5 mars 2015.
Nouveau pays, nouveau passage de frontière. De cette expérience qui a mis mes nerfs et mon esprit (plus ou moins) logique à rude épreuve, je ne retiendrai que trois choses : nous n’avons pas de fièvre, j’ai fait rire toute l’assemblée quand j’ai demandé si c’était fini maintenant ou s’il fallait encore quelque chose et j’ai retrouvé l’original de mon permis de conduire international, évitant ainsi à Catherine de devoir prendre le volant. Le reste importe peu (ou prou) au fond. Per aspera ad astra.
Au moins la route qui suit est nickel et nous arrivons vite à Esteli où nous parquons le CC devant un centre commercial.

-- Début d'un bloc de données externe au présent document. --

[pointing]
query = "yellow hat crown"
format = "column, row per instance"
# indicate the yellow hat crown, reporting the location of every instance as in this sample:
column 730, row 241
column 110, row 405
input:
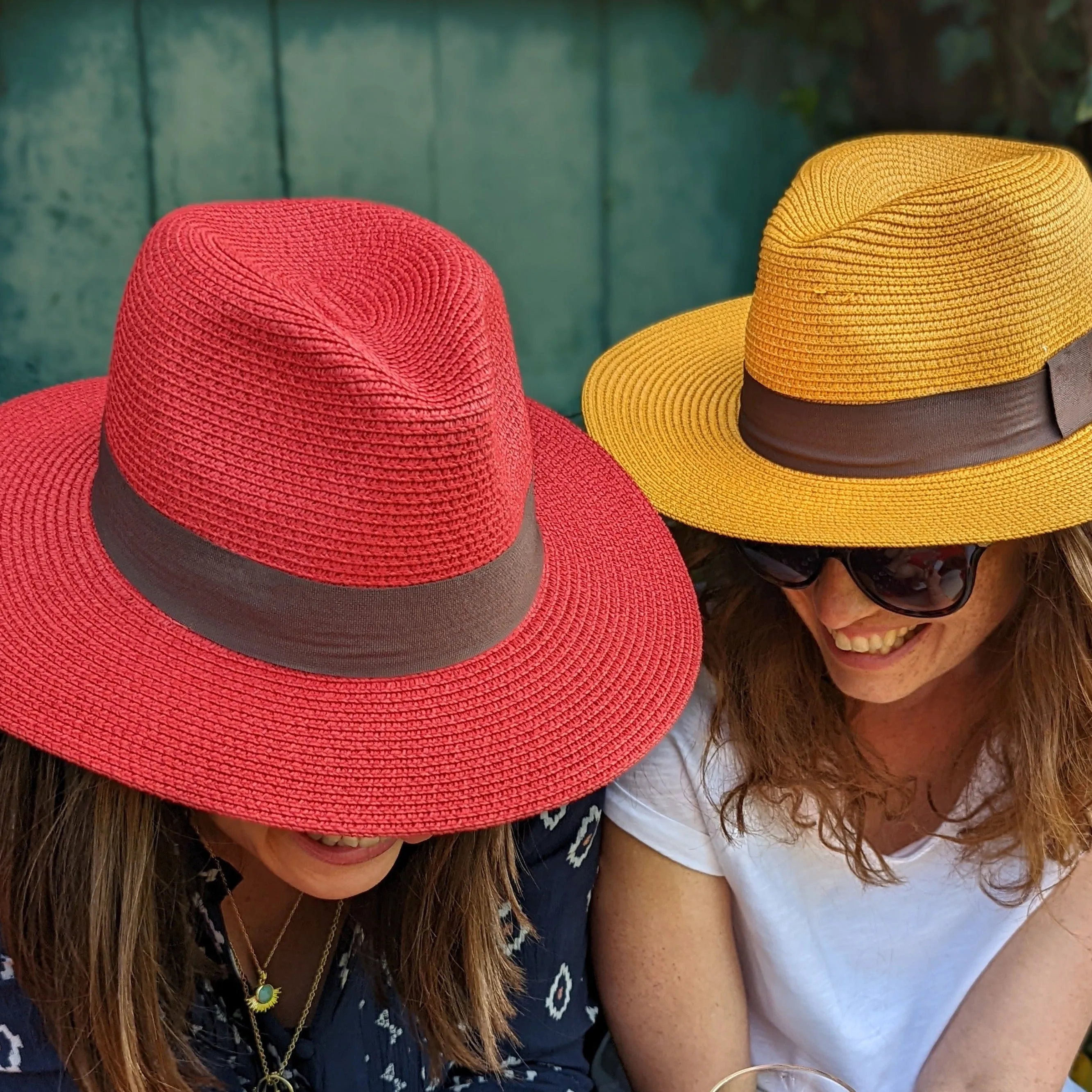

La ville est petite et nous en faisons vite le tour, avec une étape à l’office du tourisme qui est bien fourni en cartes et documentation. De retour au CC, nous sommes fatigués et décidons de rester là pour le bivouac, nonobstant l’avis défavorable du chef du chef du chef du garde qui patrouille en vélo et à qui j’avais demandé la permission. On ne rigole pas avec la hiérarchie ici, c’est pire que dans les Administrations bruxelloises (salut les gars).
6 mars 2015.
Heureusement, la nuit fut fraîche et nous n’avons pas été dérangés. Nous sortons de la ville vers le sud et laissons tomber le crochet jusqu’à la cascade d’Estanzuela : d’autres voyageurs recommandent un 4×4 pour y accéder et effectivement de visu, la piste nous fera rebrousser chemin. Nous arrivons alors assez vite à Matagalpa, avec seulement un casse-vitesse en 80 km, et nous longeons des fabriques de café où les grains sont mis à sécher au soleil.
Nous pouvons garer le motorhome en plein centre-ville et j’avise le gardien de notre intention passer la nuit sur place, un petit billet jaune achèvera de le convaincre. Nous commençons la visite par le Museo del Cafe, libre d’accès mais un peu sommaire, et poursuivons par une mise en pratique face au Parque Dario qui abrite une statue du célèbre poète Ruben Dario. Ça réveille (le petit serré nica, pas le poète qui est au pays du sommeil éternel).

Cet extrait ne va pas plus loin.